General Motors, Ford turn to fast-payment programs to aid suppliers

Ford and General Motors

General Motors and Ford Motor are utilizing fast-payment programs set up with financial lenders to help cash-strapped small suppliers survive production shutdowns caused by the spread of the coronavirus pandemic.

Keeping small suppliers afloat financially is important for the automakers as they try to resume North American factories and generate cash from sales of large pickup trucks and sport utility vehicles.

The programs pay suppliers up front for bills that generally take 40 to 60 days to settle. For many suppliers, checks for the recent work done before the shutdown of North American auto plants arrived previously this month, and no new payments would land until July or August.

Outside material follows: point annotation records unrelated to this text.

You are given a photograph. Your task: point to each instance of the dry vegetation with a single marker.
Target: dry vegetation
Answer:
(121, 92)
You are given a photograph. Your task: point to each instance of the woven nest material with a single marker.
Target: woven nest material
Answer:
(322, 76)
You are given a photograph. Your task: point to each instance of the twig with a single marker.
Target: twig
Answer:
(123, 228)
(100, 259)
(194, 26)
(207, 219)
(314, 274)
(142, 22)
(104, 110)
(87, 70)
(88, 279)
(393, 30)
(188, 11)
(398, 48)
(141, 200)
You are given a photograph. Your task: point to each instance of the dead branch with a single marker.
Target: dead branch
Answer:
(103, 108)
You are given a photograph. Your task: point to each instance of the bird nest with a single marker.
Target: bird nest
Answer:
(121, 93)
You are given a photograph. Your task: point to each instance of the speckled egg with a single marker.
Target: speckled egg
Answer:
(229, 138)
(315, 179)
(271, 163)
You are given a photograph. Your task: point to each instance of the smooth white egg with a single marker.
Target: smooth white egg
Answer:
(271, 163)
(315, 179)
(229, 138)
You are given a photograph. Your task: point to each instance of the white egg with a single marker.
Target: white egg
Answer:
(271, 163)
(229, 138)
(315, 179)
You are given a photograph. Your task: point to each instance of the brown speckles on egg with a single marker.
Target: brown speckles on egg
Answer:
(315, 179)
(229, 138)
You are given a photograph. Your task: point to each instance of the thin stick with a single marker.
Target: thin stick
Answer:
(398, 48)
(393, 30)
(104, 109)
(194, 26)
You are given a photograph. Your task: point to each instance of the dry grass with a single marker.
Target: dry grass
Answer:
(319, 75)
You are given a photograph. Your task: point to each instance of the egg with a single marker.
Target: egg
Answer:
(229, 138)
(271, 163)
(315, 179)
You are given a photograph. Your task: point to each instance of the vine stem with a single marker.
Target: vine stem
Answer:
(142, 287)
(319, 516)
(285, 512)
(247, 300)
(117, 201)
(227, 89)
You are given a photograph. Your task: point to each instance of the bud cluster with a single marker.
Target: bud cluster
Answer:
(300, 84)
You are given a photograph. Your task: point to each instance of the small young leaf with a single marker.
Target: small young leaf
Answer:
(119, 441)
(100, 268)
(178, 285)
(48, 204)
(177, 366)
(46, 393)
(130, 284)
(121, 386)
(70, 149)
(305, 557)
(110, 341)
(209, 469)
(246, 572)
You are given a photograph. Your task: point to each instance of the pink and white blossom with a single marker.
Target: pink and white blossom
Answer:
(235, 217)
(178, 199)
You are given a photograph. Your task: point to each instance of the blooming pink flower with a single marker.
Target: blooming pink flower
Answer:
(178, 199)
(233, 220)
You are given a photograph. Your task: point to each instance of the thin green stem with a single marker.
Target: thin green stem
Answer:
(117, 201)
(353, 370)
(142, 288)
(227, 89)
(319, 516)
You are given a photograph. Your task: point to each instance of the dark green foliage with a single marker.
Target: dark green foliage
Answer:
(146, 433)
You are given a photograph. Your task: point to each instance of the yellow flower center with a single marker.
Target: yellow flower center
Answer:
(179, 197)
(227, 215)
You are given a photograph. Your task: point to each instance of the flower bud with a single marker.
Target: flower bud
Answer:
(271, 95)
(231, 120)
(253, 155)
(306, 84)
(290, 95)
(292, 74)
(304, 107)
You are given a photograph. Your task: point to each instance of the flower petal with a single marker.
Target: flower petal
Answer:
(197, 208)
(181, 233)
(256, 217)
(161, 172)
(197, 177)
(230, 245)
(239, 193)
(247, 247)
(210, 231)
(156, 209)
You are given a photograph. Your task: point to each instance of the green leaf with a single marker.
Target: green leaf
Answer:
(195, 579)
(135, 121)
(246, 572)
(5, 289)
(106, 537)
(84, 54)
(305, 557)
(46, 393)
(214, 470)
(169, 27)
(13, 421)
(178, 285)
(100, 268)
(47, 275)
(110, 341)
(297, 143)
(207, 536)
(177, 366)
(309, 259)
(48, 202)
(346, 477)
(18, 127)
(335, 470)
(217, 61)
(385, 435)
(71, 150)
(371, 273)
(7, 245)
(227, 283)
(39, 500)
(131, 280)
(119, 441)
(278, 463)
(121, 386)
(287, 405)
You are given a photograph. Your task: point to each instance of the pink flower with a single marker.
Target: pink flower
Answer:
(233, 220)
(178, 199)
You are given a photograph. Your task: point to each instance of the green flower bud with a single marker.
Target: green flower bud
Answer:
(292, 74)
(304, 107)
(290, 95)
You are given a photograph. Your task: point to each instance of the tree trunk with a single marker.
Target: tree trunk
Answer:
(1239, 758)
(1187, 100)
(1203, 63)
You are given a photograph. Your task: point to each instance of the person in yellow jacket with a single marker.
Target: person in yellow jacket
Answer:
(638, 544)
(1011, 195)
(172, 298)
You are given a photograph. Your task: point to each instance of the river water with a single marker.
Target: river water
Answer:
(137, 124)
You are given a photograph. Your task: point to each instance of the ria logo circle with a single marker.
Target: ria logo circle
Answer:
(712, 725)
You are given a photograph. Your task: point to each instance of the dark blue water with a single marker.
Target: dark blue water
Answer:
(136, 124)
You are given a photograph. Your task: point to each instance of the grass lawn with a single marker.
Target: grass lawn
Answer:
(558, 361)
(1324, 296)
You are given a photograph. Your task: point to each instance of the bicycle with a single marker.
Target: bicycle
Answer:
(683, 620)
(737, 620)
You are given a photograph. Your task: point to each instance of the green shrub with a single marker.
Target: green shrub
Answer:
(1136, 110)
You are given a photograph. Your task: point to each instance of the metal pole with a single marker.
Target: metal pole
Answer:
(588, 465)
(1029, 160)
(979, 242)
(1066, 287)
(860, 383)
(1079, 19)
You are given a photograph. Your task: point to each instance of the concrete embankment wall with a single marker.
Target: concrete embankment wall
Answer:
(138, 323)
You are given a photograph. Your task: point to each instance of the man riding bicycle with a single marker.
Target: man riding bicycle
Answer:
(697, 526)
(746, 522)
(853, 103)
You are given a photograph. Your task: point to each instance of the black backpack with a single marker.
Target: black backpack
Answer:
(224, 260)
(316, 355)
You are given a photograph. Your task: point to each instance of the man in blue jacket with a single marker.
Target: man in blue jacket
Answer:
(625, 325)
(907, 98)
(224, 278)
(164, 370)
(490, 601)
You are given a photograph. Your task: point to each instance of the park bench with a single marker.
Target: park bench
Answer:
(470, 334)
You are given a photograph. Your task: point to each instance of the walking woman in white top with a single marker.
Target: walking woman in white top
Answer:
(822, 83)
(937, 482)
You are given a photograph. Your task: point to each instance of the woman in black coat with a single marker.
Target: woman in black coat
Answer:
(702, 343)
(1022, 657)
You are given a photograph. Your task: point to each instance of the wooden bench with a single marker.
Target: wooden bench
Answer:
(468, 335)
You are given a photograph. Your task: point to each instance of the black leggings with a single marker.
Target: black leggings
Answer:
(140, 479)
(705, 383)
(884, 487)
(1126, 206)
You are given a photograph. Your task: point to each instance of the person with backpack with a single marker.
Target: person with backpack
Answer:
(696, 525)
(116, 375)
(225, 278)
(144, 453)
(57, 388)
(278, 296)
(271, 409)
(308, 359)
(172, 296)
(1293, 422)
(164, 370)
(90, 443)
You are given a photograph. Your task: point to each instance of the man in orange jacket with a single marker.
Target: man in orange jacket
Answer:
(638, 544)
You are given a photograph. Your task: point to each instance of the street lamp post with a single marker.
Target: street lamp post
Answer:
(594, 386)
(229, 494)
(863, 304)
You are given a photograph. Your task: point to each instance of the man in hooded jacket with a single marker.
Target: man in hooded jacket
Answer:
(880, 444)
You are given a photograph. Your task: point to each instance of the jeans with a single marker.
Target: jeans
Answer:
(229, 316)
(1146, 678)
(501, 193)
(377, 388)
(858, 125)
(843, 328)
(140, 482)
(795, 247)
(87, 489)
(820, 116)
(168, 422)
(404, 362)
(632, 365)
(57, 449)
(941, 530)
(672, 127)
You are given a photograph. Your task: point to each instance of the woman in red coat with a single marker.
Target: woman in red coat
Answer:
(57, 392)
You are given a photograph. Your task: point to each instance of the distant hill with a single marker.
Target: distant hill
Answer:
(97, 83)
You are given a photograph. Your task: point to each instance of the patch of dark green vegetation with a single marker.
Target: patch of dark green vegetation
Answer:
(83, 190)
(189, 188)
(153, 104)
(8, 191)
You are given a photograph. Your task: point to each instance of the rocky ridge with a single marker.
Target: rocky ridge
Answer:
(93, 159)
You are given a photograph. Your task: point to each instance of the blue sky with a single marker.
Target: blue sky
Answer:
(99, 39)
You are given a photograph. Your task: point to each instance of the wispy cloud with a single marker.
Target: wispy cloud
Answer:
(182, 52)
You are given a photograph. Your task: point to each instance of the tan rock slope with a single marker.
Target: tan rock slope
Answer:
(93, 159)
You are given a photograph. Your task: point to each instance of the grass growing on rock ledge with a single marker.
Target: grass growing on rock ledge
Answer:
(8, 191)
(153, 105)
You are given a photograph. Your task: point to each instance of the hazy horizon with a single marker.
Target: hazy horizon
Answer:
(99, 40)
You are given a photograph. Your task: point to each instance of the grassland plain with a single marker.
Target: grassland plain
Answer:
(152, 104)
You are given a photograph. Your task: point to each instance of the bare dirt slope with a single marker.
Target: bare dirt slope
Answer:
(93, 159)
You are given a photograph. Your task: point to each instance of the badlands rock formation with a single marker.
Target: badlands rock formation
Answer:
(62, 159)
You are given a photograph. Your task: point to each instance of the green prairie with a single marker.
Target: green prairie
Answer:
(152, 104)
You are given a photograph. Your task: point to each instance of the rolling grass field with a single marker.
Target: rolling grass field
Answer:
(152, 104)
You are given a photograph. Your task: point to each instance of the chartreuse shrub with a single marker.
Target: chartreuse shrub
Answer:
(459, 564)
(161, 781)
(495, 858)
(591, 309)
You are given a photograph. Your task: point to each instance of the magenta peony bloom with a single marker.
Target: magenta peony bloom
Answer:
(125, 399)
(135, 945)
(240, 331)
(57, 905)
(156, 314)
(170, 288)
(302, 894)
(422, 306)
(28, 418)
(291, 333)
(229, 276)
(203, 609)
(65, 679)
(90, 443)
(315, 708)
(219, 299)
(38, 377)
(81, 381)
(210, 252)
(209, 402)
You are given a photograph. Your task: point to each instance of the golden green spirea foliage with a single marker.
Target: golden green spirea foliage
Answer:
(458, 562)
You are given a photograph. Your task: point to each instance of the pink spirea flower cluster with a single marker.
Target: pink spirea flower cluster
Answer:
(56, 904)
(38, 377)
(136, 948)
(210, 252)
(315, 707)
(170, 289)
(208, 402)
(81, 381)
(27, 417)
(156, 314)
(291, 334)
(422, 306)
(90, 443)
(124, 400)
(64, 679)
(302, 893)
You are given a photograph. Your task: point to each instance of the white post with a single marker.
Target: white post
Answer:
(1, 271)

GM started its “Early Payment Program” on August 2019 with Wells Fargo, and now is using it as a way to support suppliers during the coronavirus crisis, especially as they present new technologies, GM spokesman David Barnas said. GM operated a similar program with General Electric before 2008.

Under the deal, a supplier gets paid from Wells Fargo for the full invoice, after paying a financing fee. General Motors later pays Wells Fargo the full amount. Ford’s program works similarly.

GM said the cost of financing under its program is connected to the automaker’s credit rating and not the supplier’s, permitting the smaller companies to leverage the automaker’s financial strength and achieve lower costs. It did not reveal other financial details.

Seventeen suppliers took part in GM’s program and another two dozen are in discussions to join as interest has boosted during the COVID-19 outbreak, Barnas stated.

Some supplier executives and experts compared the potential cost of taking accelerated payments to credit-card debt. Some of these programs can cost more than a line of credit with interest rates in some cases going as high as 3% to 4% per 30 days.

“It is not a silver bullet,” stated Scott Eisenberg, partner with restructuring advisory firm Amherst Partners.

The pressure on suppliers may only boost in the third quarter as banks pull back on making loans, Eisenberg stated. “If we have this second (coronavirus) wave in the fall, the access to capital that everyone had in March won’t be same in September and October.”

Bob Roth, co-owner of RoMan Manufacturing, which makes transformers and glass molding items in Grand Rapids, Michigan, stated that companies with stronger balance sheets, like his, can avoid such deals. But others are left with no option.

“The cost of such deals compared to the cost of being out of business is not really a choice,” he stated.

Ford started its program in the last week, at first it was started with a small group of suppliers that ship to its U.S. plants with the intent of expanding more broadly in the future, spokeswoman Jennifer Flake stated.

Ford is collaborating with London-based Greensill, which provides working capital finance for businesses worldwide, and financial technology company C2FO, she said. Greensill refused to comment.

Fiat Chrysler Automobiles stated only that it is using “myriad” approaches to support suppliers that are having a hard time during this time.